13. Planologische medewerking wordt niet verleend als in redelijkheid langs andere wijze tot sanering van de bedrijfsgebouwen kan worden gekomen.

14. Gedeputeerde staten kunnen de hierboven vermelde regels in een beleidsbrief nader invullen en verduidelijken. Zo nodig kunnen zij nadere regels opnemen om te waarborgen dat voldaan wordt aan het uitgangspunt van het "Pact van Brakkenstein", dat uit de opbrengst van de uitgifte van extra woningbouwkavels aanvullende middelen worden gegenereerd ten behoeve van de sloop van stallen.

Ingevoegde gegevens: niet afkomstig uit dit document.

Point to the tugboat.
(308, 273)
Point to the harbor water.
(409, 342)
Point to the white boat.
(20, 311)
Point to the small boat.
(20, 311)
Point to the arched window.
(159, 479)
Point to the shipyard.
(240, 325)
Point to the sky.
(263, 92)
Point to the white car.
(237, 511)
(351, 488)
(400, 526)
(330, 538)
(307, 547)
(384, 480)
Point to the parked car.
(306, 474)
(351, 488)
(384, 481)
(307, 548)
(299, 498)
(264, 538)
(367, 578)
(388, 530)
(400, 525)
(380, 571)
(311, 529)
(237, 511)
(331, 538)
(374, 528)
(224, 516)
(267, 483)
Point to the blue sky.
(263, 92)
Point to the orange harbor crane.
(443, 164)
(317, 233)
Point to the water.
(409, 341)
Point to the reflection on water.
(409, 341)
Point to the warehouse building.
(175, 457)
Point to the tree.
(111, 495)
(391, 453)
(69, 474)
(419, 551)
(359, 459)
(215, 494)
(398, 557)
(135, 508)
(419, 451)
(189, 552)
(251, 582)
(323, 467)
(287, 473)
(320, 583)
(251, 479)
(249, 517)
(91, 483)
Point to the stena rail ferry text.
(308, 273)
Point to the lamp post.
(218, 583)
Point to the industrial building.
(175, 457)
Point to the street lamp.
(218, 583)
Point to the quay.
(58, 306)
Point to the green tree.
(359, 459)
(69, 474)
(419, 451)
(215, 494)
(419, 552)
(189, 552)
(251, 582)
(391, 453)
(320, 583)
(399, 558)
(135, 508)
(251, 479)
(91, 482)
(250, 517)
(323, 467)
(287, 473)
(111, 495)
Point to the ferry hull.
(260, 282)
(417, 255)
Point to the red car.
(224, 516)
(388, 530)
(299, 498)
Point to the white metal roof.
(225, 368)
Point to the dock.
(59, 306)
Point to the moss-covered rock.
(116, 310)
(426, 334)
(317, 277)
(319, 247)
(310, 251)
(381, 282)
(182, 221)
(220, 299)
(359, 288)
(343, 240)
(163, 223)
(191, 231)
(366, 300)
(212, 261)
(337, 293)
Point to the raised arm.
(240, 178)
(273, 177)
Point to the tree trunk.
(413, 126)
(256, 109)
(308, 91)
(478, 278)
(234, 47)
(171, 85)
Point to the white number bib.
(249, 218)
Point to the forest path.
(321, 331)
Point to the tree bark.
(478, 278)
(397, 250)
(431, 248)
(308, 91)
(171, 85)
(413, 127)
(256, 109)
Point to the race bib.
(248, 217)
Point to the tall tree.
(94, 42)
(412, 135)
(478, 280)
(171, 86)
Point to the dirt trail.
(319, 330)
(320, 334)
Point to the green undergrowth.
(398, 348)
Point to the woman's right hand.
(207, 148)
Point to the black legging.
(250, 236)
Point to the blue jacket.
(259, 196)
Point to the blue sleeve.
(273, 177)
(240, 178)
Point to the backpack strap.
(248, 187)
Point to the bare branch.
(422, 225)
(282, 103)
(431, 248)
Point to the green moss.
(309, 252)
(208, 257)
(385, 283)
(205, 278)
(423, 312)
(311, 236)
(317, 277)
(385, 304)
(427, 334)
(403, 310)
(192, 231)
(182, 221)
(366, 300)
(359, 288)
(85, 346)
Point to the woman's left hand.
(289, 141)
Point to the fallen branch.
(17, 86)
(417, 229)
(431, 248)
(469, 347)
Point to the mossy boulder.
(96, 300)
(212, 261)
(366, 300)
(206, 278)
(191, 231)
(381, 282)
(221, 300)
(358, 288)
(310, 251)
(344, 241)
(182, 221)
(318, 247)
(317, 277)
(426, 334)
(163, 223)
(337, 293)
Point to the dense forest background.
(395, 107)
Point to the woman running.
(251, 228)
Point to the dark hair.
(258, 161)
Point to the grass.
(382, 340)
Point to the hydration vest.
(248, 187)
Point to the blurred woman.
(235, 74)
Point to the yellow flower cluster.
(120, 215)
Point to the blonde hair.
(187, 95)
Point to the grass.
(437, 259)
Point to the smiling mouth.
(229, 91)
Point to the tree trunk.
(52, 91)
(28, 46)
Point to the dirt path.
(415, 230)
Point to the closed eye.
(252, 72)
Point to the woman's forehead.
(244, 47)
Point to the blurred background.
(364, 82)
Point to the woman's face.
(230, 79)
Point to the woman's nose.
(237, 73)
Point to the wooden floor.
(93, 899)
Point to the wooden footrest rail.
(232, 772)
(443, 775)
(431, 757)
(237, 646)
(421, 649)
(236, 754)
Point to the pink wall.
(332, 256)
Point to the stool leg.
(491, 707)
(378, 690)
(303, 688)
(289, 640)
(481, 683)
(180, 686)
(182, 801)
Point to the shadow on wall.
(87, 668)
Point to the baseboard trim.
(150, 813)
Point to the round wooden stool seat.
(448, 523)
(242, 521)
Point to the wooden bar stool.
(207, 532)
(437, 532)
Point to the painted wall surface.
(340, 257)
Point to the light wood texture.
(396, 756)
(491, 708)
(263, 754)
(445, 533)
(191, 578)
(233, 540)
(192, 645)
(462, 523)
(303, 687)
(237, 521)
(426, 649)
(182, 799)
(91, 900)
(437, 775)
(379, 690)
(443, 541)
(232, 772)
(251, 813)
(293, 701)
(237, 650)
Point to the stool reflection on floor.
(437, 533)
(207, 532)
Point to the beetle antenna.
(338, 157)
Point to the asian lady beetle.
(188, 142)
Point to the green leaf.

2.2.3. [appellant] betoogt dat het bouwplan in strijd is met de voorwaarden 1, 7 en 9 van de regeling. Daartoe voert hij aan dat het college geen concrete gegevens heeft overgelegd, waaruit blijkt dat de bouw van de woning noodzakelijk is. Volgens hem blijkt voorts uit het rapport "Kapvergunning Haanse Hoef" van Nieuwland Advies van mei 2007 (hierna: het rapport), dat is opgesteld in het kader van de aanvraag om een vergunning voor het kappen van bomen die moeten wijken voor enkele van de twaalf woningen, dat het bouwplan leidt tot vernietiging van cultuurhistorische, landschappelijke en ecologische waarden. Verder brengt hij naar voren dat ten onrechte geen beeldkwaliteitsplan is opgesteld.

2.2.4. Gezien de bewoordingen van voorwaarde 1, moet deze, in aansluiting op overweging 2.20.3 van de uitspraak van de Afdeling van 16 januari 2008 in zaak nr. 200702688/1, zo worden gelezen dat kan worden afgeweken van de beleidslijn dat geen burgerwoningen mogen worden toegevoegd aan het buitengebied, indien dat nodig is voor de realisering van die woningen. Daarbij ziet de passage "indien nodig" op de noodzaak om af te wijken van voormelde beleidslijn en, anders dan [appellant] betoogt, niet op de noodzaak om woningen in het buitengebied te bouwen. Derhalve was het college niet gehouden om aan de hand van concrete gegevens aannemelijk te maken dat de bouw van de hier aan de orde zijnde woning noodzakelijk is.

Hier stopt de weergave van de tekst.